Distributed data preparation¶
Training data for machine learning models is often transformed before the learning process starts. But sometimes it is more convenient to generate the training data online rather than precomputing it: Maybe the data we want to present to the model depends on the current state of the model, or maybe we want to experiment with different data preparation techniques without having to rerun pipelines. This document is concerned with helping you speed up the data preparation by distributing it across multiple cores or machines.
Data preprocessing can generally be expressed as sink = map(transformation, source)
, where source
is a generator of input data, transformation
is the transformation to be applied, and sink
is an iterable over the transformed data. We use ZeroMQ to distribute the data processing using a load-balancing message broker illustrated below. Each task (also known as a client) sends one or more messages to the broker from a source
. The broker distributes the messages amongst a set of workers that apply the desired transformation
. Finally, the broker collects the results and forwards them to the relevant task which act as a sink
.
Building an image transformation graph¶
For example, you may want to speed up the process of applying a transformation to an image using the following graph.
import pythonflow as pf
with pf.Graph() as graph:
# Only load the libraries when necessary
imageio = pf.import_('imageio')
ndimage = pf.import_('scipy.ndimage')
np = pf.import_('numpy')
filename = pf.placeholder('filename')
image = (imageio.imread(filename).set_name('imread')[..., :3] / 255.0).set_name('image')

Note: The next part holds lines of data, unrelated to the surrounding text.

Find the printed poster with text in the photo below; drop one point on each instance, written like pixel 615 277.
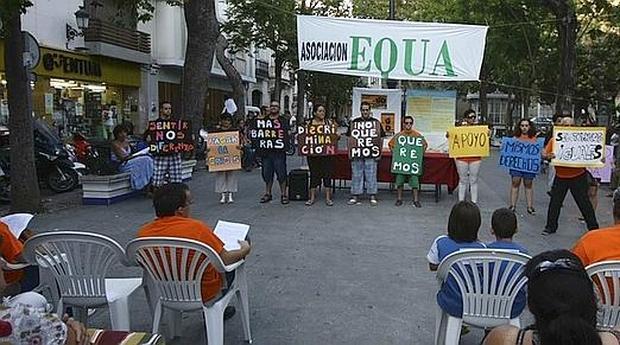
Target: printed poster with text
pixel 434 112
pixel 224 153
pixel 579 146
pixel 468 141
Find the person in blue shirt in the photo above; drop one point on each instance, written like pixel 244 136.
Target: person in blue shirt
pixel 463 225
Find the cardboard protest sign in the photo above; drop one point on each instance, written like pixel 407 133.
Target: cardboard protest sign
pixel 365 140
pixel 268 134
pixel 317 140
pixel 579 146
pixel 468 141
pixel 169 136
pixel 521 155
pixel 224 153
pixel 407 155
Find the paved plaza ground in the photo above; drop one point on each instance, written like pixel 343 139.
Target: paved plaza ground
pixel 329 275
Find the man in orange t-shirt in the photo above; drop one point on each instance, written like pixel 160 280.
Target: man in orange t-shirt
pixel 171 204
pixel 601 245
pixel 567 178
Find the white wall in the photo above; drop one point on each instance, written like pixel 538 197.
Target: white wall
pixel 47 20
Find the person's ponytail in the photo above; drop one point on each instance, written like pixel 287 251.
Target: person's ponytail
pixel 567 329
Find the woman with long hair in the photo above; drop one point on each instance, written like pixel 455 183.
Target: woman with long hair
pixel 561 297
pixel 321 167
pixel 526 132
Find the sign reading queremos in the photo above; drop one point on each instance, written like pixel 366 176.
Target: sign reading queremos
pixel 70 64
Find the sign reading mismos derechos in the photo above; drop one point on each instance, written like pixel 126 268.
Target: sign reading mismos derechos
pixel 579 146
pixel 317 140
pixel 169 136
pixel 391 49
pixel 268 134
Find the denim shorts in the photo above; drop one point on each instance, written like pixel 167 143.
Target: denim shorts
pixel 274 162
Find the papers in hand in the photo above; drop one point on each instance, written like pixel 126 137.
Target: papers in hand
pixel 17 222
pixel 231 233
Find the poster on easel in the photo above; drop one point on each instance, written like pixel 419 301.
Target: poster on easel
pixel 434 112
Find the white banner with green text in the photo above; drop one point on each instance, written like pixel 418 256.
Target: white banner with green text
pixel 391 49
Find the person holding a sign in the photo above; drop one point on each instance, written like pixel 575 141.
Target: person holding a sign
pixel 570 174
pixel 408 149
pixel 526 132
pixel 318 141
pixel 365 143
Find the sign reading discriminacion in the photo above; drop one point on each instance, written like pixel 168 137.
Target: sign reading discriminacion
pixel 521 155
pixel 407 155
pixel 169 136
pixel 579 146
pixel 268 134
pixel 224 153
pixel 468 141
pixel 365 140
pixel 390 49
pixel 317 140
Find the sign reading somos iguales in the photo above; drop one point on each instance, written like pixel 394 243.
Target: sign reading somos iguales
pixel 317 140
pixel 365 140
pixel 268 134
pixel 579 146
pixel 407 155
pixel 390 49
pixel 521 155
pixel 169 136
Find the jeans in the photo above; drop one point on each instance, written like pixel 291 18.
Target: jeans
pixel 468 178
pixel 578 187
pixel 364 170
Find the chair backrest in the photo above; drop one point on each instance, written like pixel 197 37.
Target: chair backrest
pixel 606 278
pixel 175 266
pixel 489 280
pixel 78 260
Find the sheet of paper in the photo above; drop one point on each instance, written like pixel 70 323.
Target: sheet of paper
pixel 230 233
pixel 17 222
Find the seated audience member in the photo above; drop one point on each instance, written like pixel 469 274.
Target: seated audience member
pixel 463 226
pixel 172 208
pixel 140 167
pixel 561 297
pixel 603 244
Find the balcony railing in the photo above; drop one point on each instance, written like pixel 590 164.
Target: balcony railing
pixel 99 31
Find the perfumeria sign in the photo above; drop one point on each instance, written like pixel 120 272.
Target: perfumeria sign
pixel 391 49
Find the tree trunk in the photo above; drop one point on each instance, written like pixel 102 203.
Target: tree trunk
pixel 25 194
pixel 301 96
pixel 202 33
pixel 567 37
pixel 234 77
pixel 277 88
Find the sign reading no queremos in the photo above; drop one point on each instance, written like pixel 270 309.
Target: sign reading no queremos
pixel 390 49
pixel 579 146
pixel 317 140
pixel 407 155
pixel 365 140
pixel 224 153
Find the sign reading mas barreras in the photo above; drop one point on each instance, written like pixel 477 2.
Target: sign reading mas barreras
pixel 391 49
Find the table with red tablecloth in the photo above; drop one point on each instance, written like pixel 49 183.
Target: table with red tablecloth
pixel 439 169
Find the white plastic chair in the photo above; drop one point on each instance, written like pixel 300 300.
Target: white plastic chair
pixel 80 262
pixel 606 278
pixel 488 295
pixel 177 281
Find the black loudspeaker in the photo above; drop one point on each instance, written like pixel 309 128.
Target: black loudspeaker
pixel 298 184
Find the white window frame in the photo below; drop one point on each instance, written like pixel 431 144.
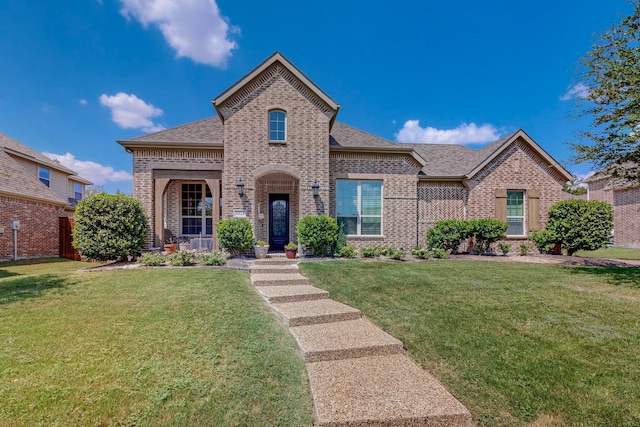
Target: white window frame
pixel 284 138
pixel 523 216
pixel 359 214
pixel 43 179
pixel 203 215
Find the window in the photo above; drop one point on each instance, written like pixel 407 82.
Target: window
pixel 44 175
pixel 359 207
pixel 77 191
pixel 197 209
pixel 277 125
pixel 515 213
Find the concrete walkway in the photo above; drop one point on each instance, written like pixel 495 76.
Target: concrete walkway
pixel 359 374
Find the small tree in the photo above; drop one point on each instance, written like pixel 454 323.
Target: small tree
pixel 318 233
pixel 109 227
pixel 580 224
pixel 235 235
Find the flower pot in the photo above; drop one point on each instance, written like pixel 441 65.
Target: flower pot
pixel 260 251
pixel 291 254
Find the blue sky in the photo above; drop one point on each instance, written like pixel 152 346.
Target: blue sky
pixel 79 74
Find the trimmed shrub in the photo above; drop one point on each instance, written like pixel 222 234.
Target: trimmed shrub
pixel 544 240
pixel 422 253
pixel 347 251
pixel 447 234
pixel 320 234
pixel 235 235
pixel 182 258
pixel 109 227
pixel 369 252
pixel 486 232
pixel 214 258
pixel 151 259
pixel 581 224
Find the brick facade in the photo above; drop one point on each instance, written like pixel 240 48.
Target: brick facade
pixel 38 235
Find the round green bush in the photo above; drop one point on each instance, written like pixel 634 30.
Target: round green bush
pixel 318 233
pixel 235 235
pixel 109 227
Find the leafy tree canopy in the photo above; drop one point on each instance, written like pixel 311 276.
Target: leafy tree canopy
pixel 610 73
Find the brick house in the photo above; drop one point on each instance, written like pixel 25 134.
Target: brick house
pixel 275 153
pixel 624 197
pixel 36 191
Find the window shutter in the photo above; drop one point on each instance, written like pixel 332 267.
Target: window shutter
pixel 533 217
pixel 501 204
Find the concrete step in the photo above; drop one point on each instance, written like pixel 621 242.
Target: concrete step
pixel 275 261
pixel 274 269
pixel 283 294
pixel 342 340
pixel 274 279
pixel 313 312
pixel 389 390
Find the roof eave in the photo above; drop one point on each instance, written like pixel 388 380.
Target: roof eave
pixel 521 134
pixel 383 150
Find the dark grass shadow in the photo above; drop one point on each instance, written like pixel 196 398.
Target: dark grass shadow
pixel 617 276
pixel 25 288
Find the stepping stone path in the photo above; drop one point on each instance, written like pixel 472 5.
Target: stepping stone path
pixel 359 374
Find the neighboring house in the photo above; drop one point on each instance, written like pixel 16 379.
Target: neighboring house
pixel 36 191
pixel 624 197
pixel 275 153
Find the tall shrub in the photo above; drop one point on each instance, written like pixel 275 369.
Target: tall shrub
pixel 486 232
pixel 447 234
pixel 235 235
pixel 581 224
pixel 109 227
pixel 318 233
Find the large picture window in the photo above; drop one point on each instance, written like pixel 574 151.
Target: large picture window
pixel 515 213
pixel 197 209
pixel 359 207
pixel 277 125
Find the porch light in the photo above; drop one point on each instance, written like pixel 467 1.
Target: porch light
pixel 240 187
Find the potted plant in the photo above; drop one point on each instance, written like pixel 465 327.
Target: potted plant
pixel 290 249
pixel 260 249
pixel 170 245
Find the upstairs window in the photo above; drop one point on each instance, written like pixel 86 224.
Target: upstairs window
pixel 44 175
pixel 515 213
pixel 77 191
pixel 359 207
pixel 277 126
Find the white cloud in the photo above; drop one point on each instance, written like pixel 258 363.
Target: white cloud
pixel 466 133
pixel 578 91
pixel 131 112
pixel 194 28
pixel 94 172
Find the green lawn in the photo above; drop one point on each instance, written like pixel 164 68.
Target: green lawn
pixel 612 253
pixel 192 347
pixel 518 344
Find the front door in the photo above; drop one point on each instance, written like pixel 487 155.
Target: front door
pixel 278 221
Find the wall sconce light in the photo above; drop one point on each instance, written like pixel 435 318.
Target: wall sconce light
pixel 240 187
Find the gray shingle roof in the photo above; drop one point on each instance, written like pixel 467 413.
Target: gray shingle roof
pixel 204 131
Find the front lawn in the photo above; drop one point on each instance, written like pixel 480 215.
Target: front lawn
pixel 612 253
pixel 518 344
pixel 192 347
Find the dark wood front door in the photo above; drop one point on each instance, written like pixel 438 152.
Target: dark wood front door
pixel 278 221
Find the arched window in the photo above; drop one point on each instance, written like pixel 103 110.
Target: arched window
pixel 277 125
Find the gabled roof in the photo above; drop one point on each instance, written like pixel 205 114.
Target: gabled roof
pixel 276 57
pixel 16 181
pixel 204 133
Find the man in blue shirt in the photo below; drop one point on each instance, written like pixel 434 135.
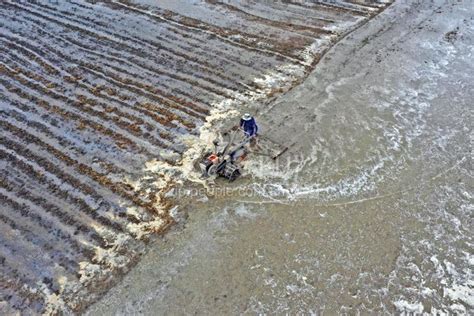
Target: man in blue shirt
pixel 248 125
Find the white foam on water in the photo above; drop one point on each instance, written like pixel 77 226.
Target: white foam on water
pixel 406 307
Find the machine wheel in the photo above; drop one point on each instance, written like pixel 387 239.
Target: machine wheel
pixel 212 170
pixel 235 174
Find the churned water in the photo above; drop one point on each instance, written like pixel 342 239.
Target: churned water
pixel 370 210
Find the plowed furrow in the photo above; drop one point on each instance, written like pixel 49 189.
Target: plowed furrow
pixel 305 30
pixel 133 124
pixel 118 188
pixel 163 73
pixel 81 219
pixel 193 25
pixel 174 102
pixel 327 6
pixel 170 39
pixel 171 46
pixel 121 139
pixel 63 257
pixel 13 289
pixel 72 191
pixel 27 212
pixel 27 117
pixel 164 121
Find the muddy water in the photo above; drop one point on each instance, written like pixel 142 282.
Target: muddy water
pixel 371 209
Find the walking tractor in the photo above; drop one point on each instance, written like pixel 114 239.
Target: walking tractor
pixel 227 157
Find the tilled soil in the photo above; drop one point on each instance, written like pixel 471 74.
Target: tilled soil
pixel 93 92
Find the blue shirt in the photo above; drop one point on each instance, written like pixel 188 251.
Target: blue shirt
pixel 250 127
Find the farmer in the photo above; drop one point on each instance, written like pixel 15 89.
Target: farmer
pixel 248 125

noise_scale = pf.constant(.25, name='noise_scale')
noise = (1 - np.random.uniform(0, noise_scale, image.shape)).set_name('noise')
noisy_image = (image * noise).set_name('noisy_image')
angle = np.random.uniform(-45, 45)
rotated_image = ndimage.rotate(noisy_image, angle, reshape=False).set_name('rotated_image')
Let’s run the default pipeline using the Spotify logo.
context = {'filename': 'docs/spotify.png'}
graph('rotated_image', context)
Because the context keeps track of all computation steps, we have access to the original image, the noisy image, and the rotated image:
(Source code, png, hires.png, pdf)
Distributing the workload¶
Pythonflow provides a straightforward interface to turn your graph into a processor for distributed data preparation:
from pythonflow import pfmq
backend_address = 'tcp://address-that-workers-should-connect-to'
worker = pfmq.Worker.from_graph(graph, backend_address)
worker.run()
Running the processors is up to you and you can use your favourite framework such as ipyparallel or Foreman.
Consuming the data¶
Once you have started one or more processors, you can create a message broker to facilitate communication between tasks and workers.
broker = pfmq.MessageBroker(backend_address)
broker.run_async()
request = {
'fetches': 'rotated_image',
'context': {'filename': 'docs/spotify.png'}
}
rotated_image = broker.apply(request)
The call to run_async
starts the message broker in a background thread. To avoid serialization overhead, only the explicitly requested fetches
are sent over the wire and the context
is not updated as in the example above.
Calling the consumer directly is useful for debugging, but in most applications you probably want to process more than one example as illustrated below.
iterable = broker.imap(requests)
Using imap
rather than using the built-in map
applied to broker.apply
has significant performance benefits: the message broker will dispatch as many messages as there are connected workers. Using the built-in map
will only use one worker at a given time.
Note
By default, the consumer and processors will use pickle
to (de)serialize all messages. You may want to consider your own serialization format or use msgpack.
Note
Pythonflow does not resend lost messages and your program will not recover if a message is lost.